To overcome potential limitations of an attack-based approach, according to some embodiments disclosed herein, attackers are modeled as being both powerful and knowledgeable, i.e., it is assumed that the attacker holds knowledge of the entire synthetic dataset, that is, the worst case scenario, in which the synthetic data is released to the public. In many practical applications, the value of the datasets that are processed discourages such scenarios. In addition, for the linkability and inference estimation, partial but correct auxiliary knowledge of some original records is also available to the attacker. Finally, the attack strength may be evaluated by comparing to a baseline attack based on the uninformed guesses from the naive attack. This adds the context needed to interpret the results correctly. In particular, the results are only valid if the “main” attack is able to outperform the baseline scenario.
Anonymeter Framework Privacy Attacks
Concrete instantiations of three privacy attacks to assess the fundamental risks of singling out, linkability, and inference within the Anonymeter framework will now be described in greater detail. Attacks measuring these specific three risks are considered due to their importance in the relevant privacy legislation, e.g., according to the GDPR, any successful anonymization technique must provide protection against such risks. For each privacy risk, the design and implementation of both the attack and the evaluation phase are discussed. The risk quantification phase is common to all attacks.

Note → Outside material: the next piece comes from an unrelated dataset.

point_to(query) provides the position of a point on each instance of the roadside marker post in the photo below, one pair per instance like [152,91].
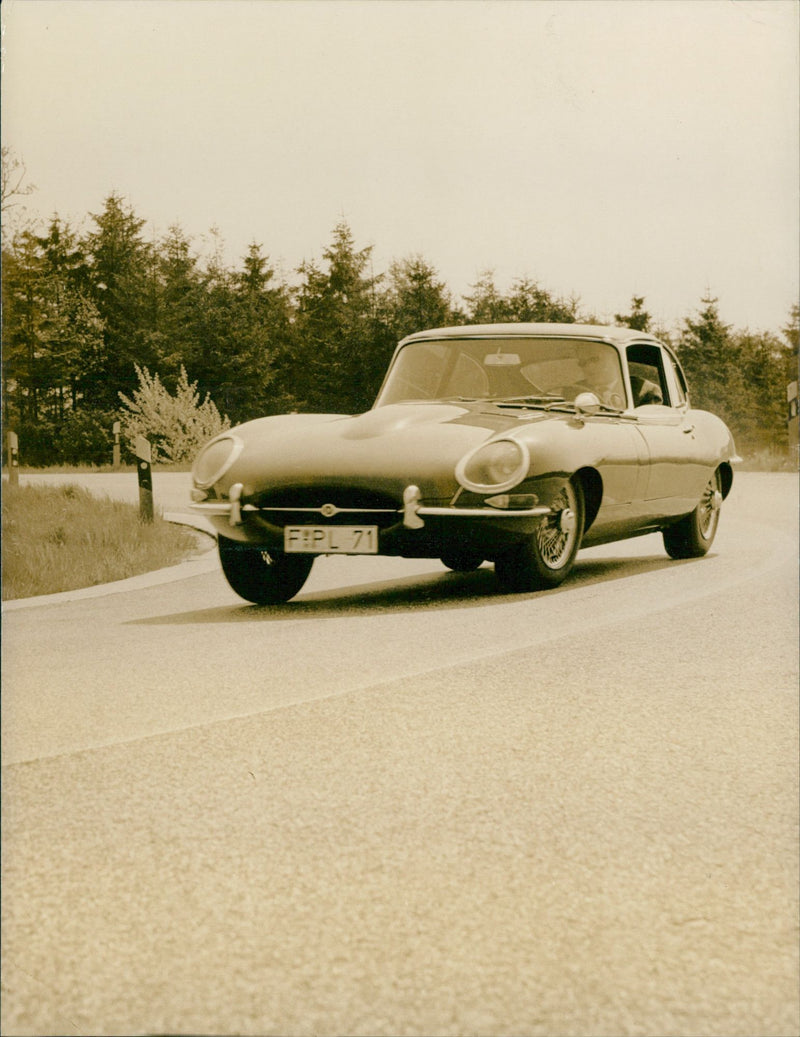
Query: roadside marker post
[12,454]
[115,428]
[144,471]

Singling out: The singling out attack is given the task to create NA many predicates based on the synthetic data that might single out individual data records in the training dataset. As stated above, it produces guesses like: “there is just one person in the original dataset who is male, years old and lives at area 30305”. The intuition behind this approach is that attributes (or combinations thereof) that are rare or unique in the synthetic data might also be rare or unique in the original data. Therefore, access to the synthetic data would allow for generating more meaningful predicates than uninformed guessing.

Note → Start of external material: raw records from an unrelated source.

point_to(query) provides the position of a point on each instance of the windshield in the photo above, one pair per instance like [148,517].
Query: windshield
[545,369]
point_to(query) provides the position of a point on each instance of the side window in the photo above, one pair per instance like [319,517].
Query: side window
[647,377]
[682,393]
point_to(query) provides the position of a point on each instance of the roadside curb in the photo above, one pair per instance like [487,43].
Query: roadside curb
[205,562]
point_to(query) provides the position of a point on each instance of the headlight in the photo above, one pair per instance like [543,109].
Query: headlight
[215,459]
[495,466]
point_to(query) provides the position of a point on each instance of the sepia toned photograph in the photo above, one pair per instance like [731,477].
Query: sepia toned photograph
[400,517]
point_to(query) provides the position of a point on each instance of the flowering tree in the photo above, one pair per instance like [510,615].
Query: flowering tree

Attack Phase: For the attack phase, two algorithms may be utilized, namely the univariate PredicateFromAttribute algorithm and the multivariate MultivariatePredicate algorithm (shown in pseudocode, below), that can be used to generate the NA many singling out predicates (i.e., guesses). While the univariate algorithm creates predicates using single attributes, the multivariate algorithm relies on the combination of several attributes.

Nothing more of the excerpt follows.